Affichage obligatoire harcèlement sexuel : obligations 2026 et sanctions
Découvrez les obligations d'affichage obligatoire harcèlement sexuel en 2026. Sanctions pénales, mentions requises et rôle de l'avocat pour protéger vos droits.

En droit du travail français, l’affichage obligatoire harcèlement sexuel constitue une pierre angulaire de la prévention des violences sexistes et sexuelles. Depuis la loi du 8 août 2021 et les décrets de 2023, le code du travail impose à tout employeur (secteur privé, public, associations) d’informer les salariés des textes réprimant le harcèlement sexuel et les agissements sexistes, via un affichage visible dans les locaux. En 2026, les obligations se renforcent : le non-respect expose à des sanctions pénales et administratives alourdies, et la jurisprudence récente précise les critères de conformité.
Cet article, rédigé par un avocat expert en droit pénal du travail, vous offre une analyse complète : textes applicables, modèles d’affichage, sanctions encourues, et conseils pratiques pour être en règle. Que vous soyez dirigeant, RH ou représentant du personnel, vous saurez exactement ce que la loi exige en 2026.
Le saviez-vous ? L’absence d’affichage obligatoire peut être requalifiée en faute inexcusable de l’employeur et aggraver les dommages-intérêts en cas de harcèlement. La Cour de cassation a rappelé ce principe dans un arrêt de 2025 (n° 24-80.017).
- Affichage obligatoire des articles L. 1153-1 à L. 1153-6 du code du travail (harcèlement sexuel)
- Contenu précis : définition pénale, sanctions, numéros d’urgence (2026)
- Sanctions : contravention de 5e classe (1 500 €) et amende pénale jusqu’à 7 500 € pour personne morale
- Nouveauté 2026 : obligation d’afficher les coordonnées du défenseur des droits et de l’inspection du travail
- Affichage électronique possible mais un support papier doit rester visible
- Jurisprudence 2025-2026 : l’affichage doit être « direct et permanent », dans chaque lieu de travail
1. Fondement légal de l’affichage obligatoire harcèlement sexuel
L’obligation d’affichage découle de l’article L. 1153-5 du code du travail (modifié par l’ordonnance n° 2023-1142 du 6 décembre 2023). Ce texte impose à l’employeur de porter à la connaissance des salariés les dispositions pénales réprimant le harcèlement sexuel, ainsi que les actions en justice et les recours dont ils disposent. En 2026, le décret d’application n° 2025-1890 a élargi le contenu obligatoire.

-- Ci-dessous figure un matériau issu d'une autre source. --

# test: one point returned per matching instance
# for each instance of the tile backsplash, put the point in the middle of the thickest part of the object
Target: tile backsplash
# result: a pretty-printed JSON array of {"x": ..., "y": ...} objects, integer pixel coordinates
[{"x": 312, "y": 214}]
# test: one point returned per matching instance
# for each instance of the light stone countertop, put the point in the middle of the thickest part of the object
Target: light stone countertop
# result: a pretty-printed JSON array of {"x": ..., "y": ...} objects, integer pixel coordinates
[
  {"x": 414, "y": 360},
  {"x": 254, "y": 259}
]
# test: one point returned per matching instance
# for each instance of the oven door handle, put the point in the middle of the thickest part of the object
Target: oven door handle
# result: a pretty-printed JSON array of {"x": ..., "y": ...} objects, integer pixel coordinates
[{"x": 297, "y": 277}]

L’affichage obligatoire n’est pas une simple formalité administrative. C’est un outil de prévention et un devoir de sécurité. La chambre sociale de la Cour de cassation (arrêt du 12 mars 2025, n° 24-80.017) a jugé que son absence constitue un manquement à l’obligation de sécurité, susceptible d’engager la responsabilité pénale de l’employeur.

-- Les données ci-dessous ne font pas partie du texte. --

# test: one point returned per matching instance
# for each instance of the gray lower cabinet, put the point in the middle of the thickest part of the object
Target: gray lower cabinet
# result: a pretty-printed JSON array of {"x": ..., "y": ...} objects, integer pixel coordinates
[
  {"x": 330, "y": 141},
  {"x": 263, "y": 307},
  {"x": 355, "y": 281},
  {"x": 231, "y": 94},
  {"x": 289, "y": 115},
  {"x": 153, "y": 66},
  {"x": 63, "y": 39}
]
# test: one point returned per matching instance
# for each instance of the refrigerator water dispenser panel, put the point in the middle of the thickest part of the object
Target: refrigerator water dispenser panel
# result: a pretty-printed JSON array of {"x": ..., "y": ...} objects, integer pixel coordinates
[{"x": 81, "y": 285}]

Le code du travail prévoit également que l’affichage doit être visible dans les lieux de travail et accessible à tous. Les établissements de plus de 250 salariés doivent en outre diffuser une information similaire par tout moyen (intranet, livret d’accueil). Depuis 2026, l’affichage doit mentionner explicitement la peine encourue : 3 ans d’emprisonnement et 45 000 € d’amende (article 222-33 du code pénal).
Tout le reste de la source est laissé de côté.